En nuestra elección de los textos del pasado hay una toma de posición. Y, también, en la manera de valerse de ellos. Pueden ser una guía literal para los actos más concretos de la vida, como la consulta permanente al I-Ching o el ejercicio de una costumbre hoy casi perdida, que consiste en abrir la Biblia al azar para descubrir bajo qué signo habrá de transcurrir nuestro día. También puede ser una forma de fijar principios, lo que se llama la cita de autoridad; por ejemplo, la apelación a las Sagradas Escrituras para intentar refutar, en nombre de la “palabra de Dios”, los planteos de la teoría de la evolución. No es el único uso posible. Puede encontrarse en esos textos que ciertas preguntas siguen insistiendo, pese al paso del tiempo y a los cambios de época. El conflicto del Quijote, entre la realidad y lo que ha leído, no pierde su vigencia cuando pensamos que hoy se cree, sin duda alguna, que la Tierra es redonda, mientras que toda nuestra experiencia nos indica que es, al menos tal cual la vemos, plana. Vivimos entre dos versiones, una libresca y otra empírica, que muchas veces están en flagrante contradicción. Pero el hecho de que esas preguntas se mantengan hace que los clásicos tengan una cualidad que no sería bueno olvidar: les ponen palabras (las mejores, las más certeras) a cuestiones actuales.
Parece ser lo que ha pensado el actor griego Yannis Simonides, quien, luego de pasear por toda Europa su adaptación teatral de la Apología de Sócrates, escrita por Platón hacia 399 A.C., decidió presentarla en su país. El contexto no es cualquiera. Grecia está descendiendo los peores peldaños de la crisis europea y no parece encontrar la salida. Simonides, quien cierra cada función con un debate en torno a la vigencia de las enseñanzas de Sócrates, sostiene: “Izquierdistas y derechistas deben sentarse a la mesa y plantearse unos a otros las mismas preguntas, para buscar puntos en común. Si no lo hacemos, terminaremos hundidos”.

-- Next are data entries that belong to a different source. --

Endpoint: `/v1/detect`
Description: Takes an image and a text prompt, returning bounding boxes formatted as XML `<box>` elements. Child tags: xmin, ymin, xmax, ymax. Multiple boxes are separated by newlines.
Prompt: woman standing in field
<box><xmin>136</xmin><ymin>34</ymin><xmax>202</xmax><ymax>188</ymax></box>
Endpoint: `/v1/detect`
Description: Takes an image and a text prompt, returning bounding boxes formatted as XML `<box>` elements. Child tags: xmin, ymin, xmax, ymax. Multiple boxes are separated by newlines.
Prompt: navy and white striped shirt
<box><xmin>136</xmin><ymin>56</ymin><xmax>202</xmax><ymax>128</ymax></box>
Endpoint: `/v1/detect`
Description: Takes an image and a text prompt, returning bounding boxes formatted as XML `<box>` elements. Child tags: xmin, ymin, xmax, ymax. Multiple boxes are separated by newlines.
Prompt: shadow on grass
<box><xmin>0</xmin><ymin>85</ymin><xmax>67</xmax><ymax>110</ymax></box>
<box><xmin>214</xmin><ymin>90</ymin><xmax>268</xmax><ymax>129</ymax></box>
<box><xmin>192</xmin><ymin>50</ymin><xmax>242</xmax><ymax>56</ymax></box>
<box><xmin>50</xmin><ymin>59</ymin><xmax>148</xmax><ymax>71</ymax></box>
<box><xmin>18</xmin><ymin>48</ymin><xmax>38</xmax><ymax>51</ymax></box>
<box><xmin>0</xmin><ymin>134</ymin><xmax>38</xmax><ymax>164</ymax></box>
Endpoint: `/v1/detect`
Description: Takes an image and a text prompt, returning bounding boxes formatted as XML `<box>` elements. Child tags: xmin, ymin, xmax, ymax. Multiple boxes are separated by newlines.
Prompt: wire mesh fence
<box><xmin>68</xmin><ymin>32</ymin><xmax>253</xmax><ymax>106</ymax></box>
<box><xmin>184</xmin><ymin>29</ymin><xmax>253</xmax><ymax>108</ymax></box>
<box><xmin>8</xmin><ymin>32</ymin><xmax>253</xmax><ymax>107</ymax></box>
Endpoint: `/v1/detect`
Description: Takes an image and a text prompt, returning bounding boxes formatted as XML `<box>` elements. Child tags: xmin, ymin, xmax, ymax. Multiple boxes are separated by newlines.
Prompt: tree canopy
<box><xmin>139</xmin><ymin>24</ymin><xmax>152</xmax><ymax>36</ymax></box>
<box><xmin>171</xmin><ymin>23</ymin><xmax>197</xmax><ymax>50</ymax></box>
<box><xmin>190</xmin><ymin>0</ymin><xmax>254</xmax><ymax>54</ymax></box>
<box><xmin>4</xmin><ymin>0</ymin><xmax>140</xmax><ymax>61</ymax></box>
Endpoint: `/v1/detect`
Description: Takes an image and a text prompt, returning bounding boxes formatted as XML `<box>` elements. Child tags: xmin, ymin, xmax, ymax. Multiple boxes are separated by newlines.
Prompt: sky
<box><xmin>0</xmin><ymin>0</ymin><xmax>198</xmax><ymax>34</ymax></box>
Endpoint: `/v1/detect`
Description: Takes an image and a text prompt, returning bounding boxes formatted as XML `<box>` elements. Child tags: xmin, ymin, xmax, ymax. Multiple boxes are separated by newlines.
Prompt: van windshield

Su postura puede sonar un tanto ingenua, porque el texto platónico es bastante menos conciliador en términos políticos. El Sócrates que diseña (hay más de una apología y no todas cuentan las cosas del mismo modo) es bastante poco condescendiente con el poder. En sus 42 párrafos, se cuenta el juicio que terminó por condenarlo a morir tomando cicuta. Sócrates nunca busca la absolución -es más, le parece indigno valerse de cualquier recurso que no sea argumentativo para lograrla-, sino que considera que lo que está mal de base es que se lo esté juzgando. Sobre todo, porque su única búsqueda es la verdad. En la obra platónica hay, como en otros de sus textos, una fuerte impugnación de la política por ser necesariamente contingente y coyuntural, siendo que la verdad es eterna, esencial.
En momentos difíciles, se le pide a la política que se
enfrente a lo esencial y ése es el sentido que parece tener la presentación de
la obra por toda Grecia. Hace rato que no es un país próspero, pero el fantasma
de la caída, tal vez, requiere mucho más que soluciones económicas, sobre todo
cuando son tan resabidas como el ajuste y la restricción del gasto público. Eso
implica, entre muchas otras cosas, que no existen muchas posibilidades de
elegir cómo actuar ni cómo vivir, según Simonides las dos grandes enseñanzas de
Sócrates. No se puede intentar ser sabio, vivir de acuerdo a la verdad en
mundos que se desmoronan. La desesperación nunca piensa.
Desde hace casi 2.500 años llegan palabras para poder
encontrar aquello que no está a mano: la posibilidad de pensar en otra cosa, en
lo que parece ausente de todos los horizontes. Con lo cual, eso que parecería
ser un lujo -el monólogo de un actor recitando, el alegato de un hombre frente
a un tribunal que se reunió para juzgarlo hace 25 siglos- se transforma en
necesidad. No para saber qué hacer, sino para encontrar la pausa para pensarlo.
Si hay algún heroísmo a rescatar en Sócrates es el de seguir buscando la verdad
sabiéndose condenado de antemano, a la muerte y al fracaso de ese intento. Esa
insistencia hasta el último momento encarna, de una rara manera, la posibilidad
de la esperanza. Y podemos suponer, sin ser griegos, pero habiéndolo sido, que
Sócrates vuelve a hablar porque tiene quien lo escuche.